Jordan Davis spent his last night hanging out with a group of his friends. He, like many American youth, spent the evening laughing and chatting. Shortly after his family celebrated Thanksgiving, he breathed his last breath. Michael Dunn would shoot him to death. Claiming that “he felt threatened” and he “fired his handgun eight times … only after one of the four teenagers in a car threatened him and pointed a shotgun his way,” Dunn hinged his defense on fear and safety—his own.
Yet, according to Davis’ father, “There wasn’t a gun. They were just kids, 17-year-old kids. They have never been in trouble. The kids had no weapon, they had no drugs in the car.” While Davis lost his life, while his friends have been vilified and criminalized in the media, while his family grieves, Dunn is working overtime to construct himself as a victim. While this shooting is yet another that is happening #every36hours involving an African American victim, Dunn’s defense is denying that race matters.
Then there is Shelly Frey, who was killed in front of her two children after she ALLEGEDLY stuffed items into her purse. When confronted by a Wal-Mart security guard, Frey, “ran to a car — that had two small children in it — and mashed the accelerator as he attempted to open the door.” In response, he fired one deadly shot into the car, fatally wounding her. Yet, again, claims of fear and suspicion justify the aftermath. Thomas Gilliland, spokesperson for Harris County Sheriff’s Office, offered additional justification noting: “I think it knocked him off balance and, in fear of his life and being ran over, he discharged his weapon at that point.” He added, “He confronted the suspects at the exit of the store before they left. One female wouldn’t stop, struck the deputy with her purse, and ran off.”
And while some will note that the off-duty officer who was moonlighting at a security guard was African American to deny the racial implications, race always matters. In a country where black is suspicious, where the site of a black body compels fear, where stereotypes lead people to see things that aren’t actually happening, to note weapons that are never found, can we ever talk about fear, danger, and suspicion away from race. “The frightening thing, if you are a young African-American man, is that you know nothing makes some folks feel more ‘threatened’ than you,” writes Leonard Pitts. “Nor do you threaten by doing. You threaten by being. You threaten by existing. Such is the invidious result of four centuries of propaganda in which every form of malfeasance, bestiality and criminality is blamed on you.”
The consequences of racism are clear from Jordan Davis to Trayvon Martin and from Rekia Boyd to Shelly Frey. A report from the Malcolm X Grassroots Movement (MXGM) entitled, “Report on Extrajudicial Killings of 110 Black People,” highlights the epidemic of killings, by police, security guards, and others empowered to “protect and serve.” A great number of killings, the police and others have justified shootings with claims of self-defense, fear, suspicion, and alleged weaponry.

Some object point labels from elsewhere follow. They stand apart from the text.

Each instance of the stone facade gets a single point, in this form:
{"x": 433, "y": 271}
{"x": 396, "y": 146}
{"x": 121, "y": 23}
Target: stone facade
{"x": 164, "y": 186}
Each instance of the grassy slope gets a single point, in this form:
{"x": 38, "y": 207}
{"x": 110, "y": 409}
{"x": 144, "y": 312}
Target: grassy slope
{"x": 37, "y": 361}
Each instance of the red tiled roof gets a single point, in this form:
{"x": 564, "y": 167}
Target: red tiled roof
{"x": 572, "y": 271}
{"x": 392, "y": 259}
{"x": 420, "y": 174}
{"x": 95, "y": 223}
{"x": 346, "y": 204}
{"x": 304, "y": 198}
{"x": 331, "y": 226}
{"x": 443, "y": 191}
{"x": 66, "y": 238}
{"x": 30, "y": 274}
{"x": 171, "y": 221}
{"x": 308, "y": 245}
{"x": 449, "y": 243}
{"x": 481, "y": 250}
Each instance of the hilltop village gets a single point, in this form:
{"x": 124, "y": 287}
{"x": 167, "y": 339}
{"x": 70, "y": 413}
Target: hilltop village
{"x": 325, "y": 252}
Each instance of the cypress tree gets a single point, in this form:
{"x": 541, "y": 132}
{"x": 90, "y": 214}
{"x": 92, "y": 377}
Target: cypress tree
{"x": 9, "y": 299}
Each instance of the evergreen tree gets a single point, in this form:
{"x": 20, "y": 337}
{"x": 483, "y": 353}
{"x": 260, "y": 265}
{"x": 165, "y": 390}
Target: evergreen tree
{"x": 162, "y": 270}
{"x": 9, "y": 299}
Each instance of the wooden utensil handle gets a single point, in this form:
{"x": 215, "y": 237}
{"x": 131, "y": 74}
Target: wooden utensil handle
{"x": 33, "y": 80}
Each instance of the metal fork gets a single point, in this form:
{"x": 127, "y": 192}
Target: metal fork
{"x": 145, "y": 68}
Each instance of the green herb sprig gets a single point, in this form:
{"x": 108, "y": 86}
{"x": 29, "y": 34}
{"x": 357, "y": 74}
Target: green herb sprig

- Stephon Watts, a boy with Asperger’s Syndrome was shot and killed after police claimed he “lashed out with a kitchen knife.”
- Justin Sipp lost his life after an off-duty police officer “thought Sipp looked suspicious.” Following a routine “traffic stop for broken tail light” and argument,
- Dante Price was shot 22 times by security guards who claim he tried to run them over with his car.
Sadly there are many more cases – Rekia Boyd, Canard Arnold, and Dakota Bright, just to name a few. To be sure, racism is at the center of each one.